Or, What is it about Poetry that stinks? (round 1)
He’s known for over 26 years I write poetry.
In fact, before we were married, one of the first things I dragged him to was the annual literary banquet at our community college. The instructors had voted my Shakespearean sonnet the winner of all the writing submissions and I needed a companion to attend the banquet with me.
He didn’t fool me, though. I knew he agreed to go just for the free meal, but that was okay. I didn’t want to be there alone with all those scary literary people. So, if his head was bowed to the roast beef and balsamic carrots, even if he didn’t say a word, I was okay with that. In fact, I probably encouraged him to snarf down my plate of food, too, so he wouldn’t say a word.
To me or to anyone.
After pretending to eat, I made a beeline for the Ladies Room. I prefer to believe that this was a moment of divine intervention. I didn’t know it then, but someone had talked the drama department into giving readings of each submitted poem.
When I stepped back into the hall, (miraculously missing the reading of my poem) I saw the Mister waving me in while the MC announced my name. I weaved my way around the monster tables and up to the podium hoping that I was all zipped and hooked and I casually (yes, I’m lying) accepted my award.
Then, he handed me something besides my ribbon—my very first check for writing. They told me it was so I could officially call myself a published poetess. If I even knew what that was, I didn’t feel like whatever a poetess should feel like.
My heart had always leaned towards songwriting. I played guitar. I guess I was kind of natural because I just took it up on my own when I was . . . oh, about junior. high. Not that I was great, but when the blue clouds hovered over me, I picked up my guitar and wrote a song, when the day was smiling on me, I picked up my guitar and wrote a song, when I broke up with . . . yes, I wrote a song.
So, I kept with the song writing thing all during college, then the kids came and I wrote goofy songs, and then this homeschooling gig came along and we sang patriotic songs and the President’s song, and the preposition song, and the multiplication song.
For the most part, though, the music and writing were my sanctuary and I pretty much kept it to myself other than playing at church on occasion. I don’t think that makes me a poetess or songwriter or writer.
During this time, the real poetry rotted in my journals, scattered and untouched. But, it was still me, a part of me and he—the Mister—has pretty much ignored this part of my life. And I kind of got to scratching my head about it since launching this blog. Why wouldn’t he just take a peak?
Along the same lines, I have to ask why even my friends react with an UGH! when I ask them to stop by my poetry blog.
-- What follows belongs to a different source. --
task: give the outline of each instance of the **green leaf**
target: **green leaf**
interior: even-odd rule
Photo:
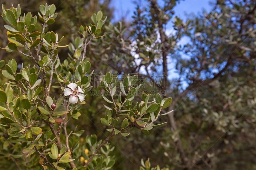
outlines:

UGH?
Okay, I can accept that my friends might not want to share in my expressive regurgitations, but my own Mister?
While I was lounging in my jammies one night with a lovely cup of rice milk (dairy allergy)I pondered this riddle and came up with three reasonable reasons why he won’t read my poetry or blog— he hates me, he hates reading, and therefore he hates poetry.
One thing I have learned this year, thanks to some disturbing incidents, is that my perspective is not always right. So, I decided that I would take the advice of another mister and just ask my Mister directly.
Now, I know one of the rules written in the Good Wife Journal is that the little woman is not supposed to pose hard questions to her husband when he has just returned home from work, he’s reading the mail, or he’s about to take out the trash.
So, I waited until the opportune time—during the Bull’s game.
Yes, he huffed. But then, without even breaking into a sweat, he answered the question quite succinctly.
· One, he doesn’t understand it.
· Two, it doesn’t make sense or he’s too stupid to understand it. (he said it, not me.)
· And three, it’s boring.
Then he expounded on his answers, which I didn’t expect. He said “something in his brain just never clicked with poetry.”
He added that I “need to remember his brain doesn’t click with the whole English language.” When he was a kid, he didn’t remember other than a couple of times anybody ever writing it or pushing it in school. “The nuns either didn’t teach poetry or I slept through those lessons.”
Those were his words almost verbatim (hence, the quotation marks.) I almost understood all of them. So, I guess we scored a point on the communication issue. (hint: why I didn’t want him talking at the banquet.)
To boot, I got a glimpse of what the rest of the world must think about poetry. It all boils down to these four statements:
1. They don’t understand it.
2. It doesn’t make sense.
3. They are “too stupid” to understand it.
4. And it’s boring.
I have a few gripes (thoughts) about all of them, particularly number three and I’ll take that up next time. But, for now, if you have family and friends that don’t frolic in the poetic world, do you know why? Do their reasons differ from my list?
I’d love to add them to my master list.